Sobald die Urteile rechtskräftig werden, ermöglichen sie den Geschädigten, bei SARVI (Service d’aide au recouvrement en faveur des victimes d’infractions) in Frankreich Anträge auf Entschädigung einzubringen. Da sich die Täter als vermögenslos deklariert hatten, bleibt nur dieser Weg, um zumindest einen Teil des Schadens ersetzt zu bekommen, erläuterte Wolf. "Der Fonds SARVI ersetzt Höchstbeträge bis zu 3000 Euro. Bei Schadenssummen, die sich im Einzelfall zwischen 4000 und 20.000 Euro bewegen, ist das nur ein Teil, aber jedenfalls mehr als nur ein Tropfen auf den heißen Stein", sagte Wolf.

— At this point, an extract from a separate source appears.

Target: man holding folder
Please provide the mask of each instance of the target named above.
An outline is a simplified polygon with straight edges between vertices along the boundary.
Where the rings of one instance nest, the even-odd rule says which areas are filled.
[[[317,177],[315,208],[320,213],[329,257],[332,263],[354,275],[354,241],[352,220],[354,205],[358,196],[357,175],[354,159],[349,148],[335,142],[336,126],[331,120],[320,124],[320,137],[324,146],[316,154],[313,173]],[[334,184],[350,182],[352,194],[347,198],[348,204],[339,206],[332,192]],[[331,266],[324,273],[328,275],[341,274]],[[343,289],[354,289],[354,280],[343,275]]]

Prozess gegen Versicherer läuft noch

Die rund 20 Musterprozesse des VKI gegen den französischen Haftpflichtversicherer von PIP, die Allianz Versicherung mit Sitz in Paris, laufen unterdessen weiter. Die Allianz bestreitet die Wirksamkeit des Versicherungsvertrages und die Zuständigkeit für Frauen außerhalb Frankreichs. Die Versicherung war bisher auch nicht bereit, auf die Verjährung von möglichen Forderungen zu verzichten und damit eine – für beide Seiten – kostengünstige Klärung der Rechtsfragen zu ermöglichen. "Es überrascht uns sehr, dass eine Versicherung ganz offensichtlich darauf setzt, dass sich die Betroffenen eine Klage in Frankreich nicht leisten können und daher auf ihre möglichen Ansprüche verzichten", sagte dazu VKI-Jurist Kolba.

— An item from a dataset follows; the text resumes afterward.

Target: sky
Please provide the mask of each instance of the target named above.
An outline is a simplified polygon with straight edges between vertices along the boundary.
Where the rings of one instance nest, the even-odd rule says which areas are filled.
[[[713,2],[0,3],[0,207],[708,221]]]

Mas: "Nicht giftig, nicht gefährlich"

Der Hauptangeklagte hatte in dem Betrugsprozess das letzte Wort: "Nicht giftig, nicht gefährlich" seien seine Brustimplantate gewesen, versicherte der heute 74-jährige Angeklagte Jean-Claude Mas. Nie bestritten hat der Franzose allerdings, dass er seine Produkte mit einem hausgemachten Billig-Industriesilikon füllte - statt mit dem eigentlich zugelassenen Gel.

Der Schwindel flog 2010 auf und löste weltweit einen der größten Skandale um Medizinprodukte aus.  Hunderttausende seiner minderwertigen Brustimplantate hatte Mas weltweit verkauft, in Deutschland waren etwa 5000 Frauen betroffen. Insgesamt haben rund 7400 Frauen geklagt. Die Einlagen reißen schneller und werden für Entzündungen verantwortlich gemacht, weshalb die Produkte der südfranzösischen Firma PIP häufiger wieder herausoperiert werden mussten.

"Täuschung, wie man sie selten gesehen hat"

"Es geht hier um ein System massiven Betrugs zum Schaden von tausenden Frauen, eine Täuschung, wie man sie selten gesehen hat", hatte Vize-Staatsanwalt Ludovic Leclerc in Marseille vor der Urteilsverkündung gesagt. Für die Angeklagten habe "das Geld über der Gesundheit anderer" rangiert. Allerdings konnte in mehreren Studien, über die während des Prozesses beraten wurde, keine Giftigkeit des PIP-Gels nachgewiesen werden. Manche Opfer machen die Billig-Einlagen für Krebserkrankungen verantwortlich.

Präzedenzfall möglich

Gutachten hätten gezeigt, dass von dem verwendeten Billig-Silikon "überhaupt keine Gefahr" ausgehe, sagte Verteidiger Yves Haddad während des Prozesses. Daher könne nicht von "schwerer" Täuschung die Rede sein. Er hatte einen teilweisen Freispruch für seinen Mandanten gefordert.

Für Mas und seine Mitangeklagten ging es in Marseille womöglich auch darum, ein Präzedenzurteil zu vermeiden, durch das eine Schädlichkeit der Implantate anerkannt würde. Denn gegen Mas laufen in Frankreich noch andere Ermittlungsverfahren wegen fahrlässiger Körperverletzung und fahrlässiger Tötung. In einem Verfahren geht es auch um den Vorwurf des betrügerischen Bankrotts.